7. ***Feature Importance Visualization***:-

**Logistic Regression Coefficients**

In [None]:
# Plot feature importance from Logistic Regression
plt.figure(figsize=(10, 8))
feature_importance_log.plot(kind='bar')
plt.title("Feature Importance - Logistic Regression")
plt.xlabel("Features")
plt.ylabel("Importance")
plt.show()


***Random Forest Feature Importances***

In [None]:
# Plot feature importance from Random Forest
feature_importance_rf = pd.Series(rf_model.feature_importances_, index=X.columns).sort_values(ascending=False)
plt.figure(figsize=(10, 8))
feature_importance_rf.plot(kind='bar')
plt.title("Feature Importance - Random Forest")
plt.xlabel("Features")
plt.ylabel("Importance")
plt.show()


8. ***Recommendations to Manage Customer Churn***:-
Based on the identified important features and model findings, we can recommend the following actions:

1. **Target high-risk customers**: For customers who show signs of reduced engagement (low call or data usage), offer tailored retention plans or discounts.
2. **Monitor usage patterns**: Monitor changes in key usage variables, such as call minutes and data consumption. Significant drops may indicate increased churn risk.
3. **Offer customized plans**: For customers who show heavy usage of certain services (e.g., data-heavy users), provide special data packages or loyalty bonuses to maintain engagement.

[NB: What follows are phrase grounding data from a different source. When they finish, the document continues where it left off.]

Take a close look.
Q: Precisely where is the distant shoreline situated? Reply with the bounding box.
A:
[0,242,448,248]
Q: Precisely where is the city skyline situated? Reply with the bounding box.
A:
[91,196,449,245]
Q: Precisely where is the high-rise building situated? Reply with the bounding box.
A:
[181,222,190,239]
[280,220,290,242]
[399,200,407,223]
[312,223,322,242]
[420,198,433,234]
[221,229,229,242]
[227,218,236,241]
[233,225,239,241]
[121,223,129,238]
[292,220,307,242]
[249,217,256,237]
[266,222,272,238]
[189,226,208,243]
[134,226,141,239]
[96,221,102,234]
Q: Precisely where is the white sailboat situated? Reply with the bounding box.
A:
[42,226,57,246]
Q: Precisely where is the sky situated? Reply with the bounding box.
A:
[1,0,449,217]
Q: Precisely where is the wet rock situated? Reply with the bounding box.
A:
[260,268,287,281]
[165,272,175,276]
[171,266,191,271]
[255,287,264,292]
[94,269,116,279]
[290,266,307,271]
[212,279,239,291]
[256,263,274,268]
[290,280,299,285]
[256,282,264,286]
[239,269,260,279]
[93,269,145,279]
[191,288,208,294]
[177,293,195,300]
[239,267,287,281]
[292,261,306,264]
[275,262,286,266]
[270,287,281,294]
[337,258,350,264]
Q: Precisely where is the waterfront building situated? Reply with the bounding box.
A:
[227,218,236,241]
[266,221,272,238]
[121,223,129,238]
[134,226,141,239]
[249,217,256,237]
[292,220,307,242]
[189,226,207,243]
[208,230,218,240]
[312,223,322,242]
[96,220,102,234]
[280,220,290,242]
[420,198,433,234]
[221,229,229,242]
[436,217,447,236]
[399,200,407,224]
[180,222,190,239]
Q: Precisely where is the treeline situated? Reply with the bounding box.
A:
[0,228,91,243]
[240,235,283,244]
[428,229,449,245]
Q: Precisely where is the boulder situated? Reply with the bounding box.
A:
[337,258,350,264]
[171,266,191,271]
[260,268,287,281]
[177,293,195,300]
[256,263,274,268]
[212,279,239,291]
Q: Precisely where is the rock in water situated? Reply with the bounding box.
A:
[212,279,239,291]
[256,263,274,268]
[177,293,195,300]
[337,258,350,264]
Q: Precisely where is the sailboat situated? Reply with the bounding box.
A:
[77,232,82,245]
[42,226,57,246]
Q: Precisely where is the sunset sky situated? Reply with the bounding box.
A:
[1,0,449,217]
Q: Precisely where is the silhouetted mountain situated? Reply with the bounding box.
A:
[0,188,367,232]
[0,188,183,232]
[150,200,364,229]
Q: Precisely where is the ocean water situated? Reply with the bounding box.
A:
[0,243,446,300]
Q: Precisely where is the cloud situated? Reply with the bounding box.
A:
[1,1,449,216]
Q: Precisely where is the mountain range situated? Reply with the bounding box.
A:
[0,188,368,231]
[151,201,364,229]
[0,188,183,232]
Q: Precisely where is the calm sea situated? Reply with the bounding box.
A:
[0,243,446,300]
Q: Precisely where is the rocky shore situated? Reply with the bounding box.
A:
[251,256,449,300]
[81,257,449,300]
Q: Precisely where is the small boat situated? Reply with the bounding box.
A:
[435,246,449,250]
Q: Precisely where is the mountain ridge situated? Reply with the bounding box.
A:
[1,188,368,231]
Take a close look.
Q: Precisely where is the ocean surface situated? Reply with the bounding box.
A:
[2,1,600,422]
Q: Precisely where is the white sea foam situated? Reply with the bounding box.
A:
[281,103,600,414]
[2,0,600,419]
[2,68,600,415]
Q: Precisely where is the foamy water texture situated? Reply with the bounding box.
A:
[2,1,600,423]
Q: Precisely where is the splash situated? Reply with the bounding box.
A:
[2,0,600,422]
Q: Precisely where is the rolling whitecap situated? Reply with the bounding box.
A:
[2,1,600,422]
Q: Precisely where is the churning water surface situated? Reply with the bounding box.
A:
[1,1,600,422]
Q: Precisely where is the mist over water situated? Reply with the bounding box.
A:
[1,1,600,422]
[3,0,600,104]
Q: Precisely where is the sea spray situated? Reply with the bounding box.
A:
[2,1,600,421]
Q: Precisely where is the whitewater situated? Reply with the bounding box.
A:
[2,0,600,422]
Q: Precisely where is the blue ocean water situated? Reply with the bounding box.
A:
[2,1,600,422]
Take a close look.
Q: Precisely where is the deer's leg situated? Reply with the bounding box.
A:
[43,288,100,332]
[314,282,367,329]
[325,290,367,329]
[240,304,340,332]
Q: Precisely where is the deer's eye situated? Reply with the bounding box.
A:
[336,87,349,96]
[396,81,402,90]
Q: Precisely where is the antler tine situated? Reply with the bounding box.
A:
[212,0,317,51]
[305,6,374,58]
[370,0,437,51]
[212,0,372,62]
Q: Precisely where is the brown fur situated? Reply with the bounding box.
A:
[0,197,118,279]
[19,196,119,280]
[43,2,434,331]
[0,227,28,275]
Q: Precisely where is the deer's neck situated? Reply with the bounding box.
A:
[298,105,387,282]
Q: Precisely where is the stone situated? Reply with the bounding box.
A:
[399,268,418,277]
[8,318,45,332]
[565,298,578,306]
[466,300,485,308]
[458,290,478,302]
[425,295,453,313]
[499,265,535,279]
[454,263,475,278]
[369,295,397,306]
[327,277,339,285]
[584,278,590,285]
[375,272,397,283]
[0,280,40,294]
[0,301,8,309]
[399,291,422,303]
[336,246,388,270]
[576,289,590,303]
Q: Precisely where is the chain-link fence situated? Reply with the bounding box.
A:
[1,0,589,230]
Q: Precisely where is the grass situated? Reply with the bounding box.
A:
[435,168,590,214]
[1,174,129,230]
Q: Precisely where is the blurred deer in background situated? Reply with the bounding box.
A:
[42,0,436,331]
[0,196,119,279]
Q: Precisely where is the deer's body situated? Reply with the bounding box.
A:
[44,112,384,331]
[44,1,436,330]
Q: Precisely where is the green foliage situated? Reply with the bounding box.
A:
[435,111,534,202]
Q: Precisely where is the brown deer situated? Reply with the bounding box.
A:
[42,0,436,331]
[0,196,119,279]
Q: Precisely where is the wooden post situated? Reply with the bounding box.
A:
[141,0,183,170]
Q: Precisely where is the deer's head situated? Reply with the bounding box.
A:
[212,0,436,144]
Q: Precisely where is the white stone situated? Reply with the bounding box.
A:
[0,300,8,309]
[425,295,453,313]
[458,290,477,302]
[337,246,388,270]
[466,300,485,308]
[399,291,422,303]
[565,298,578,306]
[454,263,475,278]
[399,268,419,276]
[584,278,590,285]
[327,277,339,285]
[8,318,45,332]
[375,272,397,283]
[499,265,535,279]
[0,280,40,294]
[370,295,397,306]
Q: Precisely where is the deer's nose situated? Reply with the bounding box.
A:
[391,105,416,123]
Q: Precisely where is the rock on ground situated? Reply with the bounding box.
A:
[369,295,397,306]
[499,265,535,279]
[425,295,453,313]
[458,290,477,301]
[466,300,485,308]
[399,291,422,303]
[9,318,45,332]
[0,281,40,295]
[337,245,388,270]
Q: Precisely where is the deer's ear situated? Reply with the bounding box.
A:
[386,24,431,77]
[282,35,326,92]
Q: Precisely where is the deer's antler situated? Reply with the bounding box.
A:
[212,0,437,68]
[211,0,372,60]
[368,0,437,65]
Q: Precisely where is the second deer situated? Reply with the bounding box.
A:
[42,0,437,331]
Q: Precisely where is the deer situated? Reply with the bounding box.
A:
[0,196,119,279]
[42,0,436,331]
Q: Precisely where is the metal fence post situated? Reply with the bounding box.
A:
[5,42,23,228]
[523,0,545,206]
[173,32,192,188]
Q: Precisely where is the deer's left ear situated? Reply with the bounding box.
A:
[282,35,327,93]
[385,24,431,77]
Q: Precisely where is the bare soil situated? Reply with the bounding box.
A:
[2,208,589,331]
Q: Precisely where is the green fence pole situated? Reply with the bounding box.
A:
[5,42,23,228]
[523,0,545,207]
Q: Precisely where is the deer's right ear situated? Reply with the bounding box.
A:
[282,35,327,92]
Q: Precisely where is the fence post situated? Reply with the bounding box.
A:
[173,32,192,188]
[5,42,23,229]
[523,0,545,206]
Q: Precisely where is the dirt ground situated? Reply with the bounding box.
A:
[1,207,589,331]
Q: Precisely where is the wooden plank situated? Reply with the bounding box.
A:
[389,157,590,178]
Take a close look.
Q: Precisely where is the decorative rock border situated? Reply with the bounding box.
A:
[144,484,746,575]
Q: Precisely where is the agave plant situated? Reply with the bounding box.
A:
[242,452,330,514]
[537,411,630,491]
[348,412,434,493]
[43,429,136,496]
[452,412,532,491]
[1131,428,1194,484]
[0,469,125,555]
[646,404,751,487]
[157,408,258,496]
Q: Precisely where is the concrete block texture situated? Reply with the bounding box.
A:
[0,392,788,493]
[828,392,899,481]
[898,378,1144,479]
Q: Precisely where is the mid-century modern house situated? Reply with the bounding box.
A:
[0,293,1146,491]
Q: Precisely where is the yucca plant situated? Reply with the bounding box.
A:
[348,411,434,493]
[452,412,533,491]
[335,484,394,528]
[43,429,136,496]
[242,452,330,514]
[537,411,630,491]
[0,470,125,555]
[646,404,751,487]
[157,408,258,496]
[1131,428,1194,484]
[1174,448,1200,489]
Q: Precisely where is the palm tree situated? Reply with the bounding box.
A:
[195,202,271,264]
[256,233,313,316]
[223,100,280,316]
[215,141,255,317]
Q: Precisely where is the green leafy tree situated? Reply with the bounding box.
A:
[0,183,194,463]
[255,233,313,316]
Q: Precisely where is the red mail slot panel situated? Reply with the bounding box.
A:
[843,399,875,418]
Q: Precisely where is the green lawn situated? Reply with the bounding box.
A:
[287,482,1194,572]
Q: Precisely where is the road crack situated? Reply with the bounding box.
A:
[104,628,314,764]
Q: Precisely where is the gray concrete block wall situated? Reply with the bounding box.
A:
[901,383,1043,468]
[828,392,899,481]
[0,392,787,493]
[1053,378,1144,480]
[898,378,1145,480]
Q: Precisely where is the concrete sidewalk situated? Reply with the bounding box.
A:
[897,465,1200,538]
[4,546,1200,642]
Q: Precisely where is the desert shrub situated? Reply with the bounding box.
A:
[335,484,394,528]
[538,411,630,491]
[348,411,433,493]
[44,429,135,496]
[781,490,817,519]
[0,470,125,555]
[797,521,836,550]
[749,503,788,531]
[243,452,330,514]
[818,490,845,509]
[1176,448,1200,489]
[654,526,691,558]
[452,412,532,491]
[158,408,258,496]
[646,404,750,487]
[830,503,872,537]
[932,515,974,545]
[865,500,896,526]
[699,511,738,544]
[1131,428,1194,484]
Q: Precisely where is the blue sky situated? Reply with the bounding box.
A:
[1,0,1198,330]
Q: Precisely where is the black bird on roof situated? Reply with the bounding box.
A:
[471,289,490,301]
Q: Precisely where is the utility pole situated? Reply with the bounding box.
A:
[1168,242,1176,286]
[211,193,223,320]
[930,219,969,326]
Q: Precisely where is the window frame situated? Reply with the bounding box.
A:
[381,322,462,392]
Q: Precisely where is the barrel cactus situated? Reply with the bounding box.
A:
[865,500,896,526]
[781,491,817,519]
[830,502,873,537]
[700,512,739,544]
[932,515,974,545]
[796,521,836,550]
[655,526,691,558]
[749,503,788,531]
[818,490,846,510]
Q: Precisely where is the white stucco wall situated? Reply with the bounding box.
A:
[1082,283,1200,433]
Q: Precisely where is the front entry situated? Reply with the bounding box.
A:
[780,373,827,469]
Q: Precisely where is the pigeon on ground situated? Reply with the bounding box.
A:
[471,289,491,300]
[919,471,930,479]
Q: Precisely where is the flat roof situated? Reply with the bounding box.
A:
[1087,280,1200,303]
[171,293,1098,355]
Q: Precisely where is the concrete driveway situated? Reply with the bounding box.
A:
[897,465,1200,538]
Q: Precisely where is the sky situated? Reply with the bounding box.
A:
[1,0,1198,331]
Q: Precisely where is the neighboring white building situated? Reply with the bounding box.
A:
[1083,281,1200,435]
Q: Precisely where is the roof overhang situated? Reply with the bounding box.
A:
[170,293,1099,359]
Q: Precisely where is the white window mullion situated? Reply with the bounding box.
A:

***Conclusion ***:- This analysis offers valuable insights into customer behavior and supports targeted interventions to reduce churn among high-value customers. By implementing personalized retention strategies, telecom companies can strengthen customer loyalty, enhance revenue stability, and reduce the cost associated with customer acquisition. With ongoing monitoring and refinement, these predictive models can continue to offer meaningful support to customer retention efforts.

This project provides a foundation for further analysis, including deeper exploration of customer segments and a more granular understanding of usage patterns, which can lead to even more customized and effective retention strategies.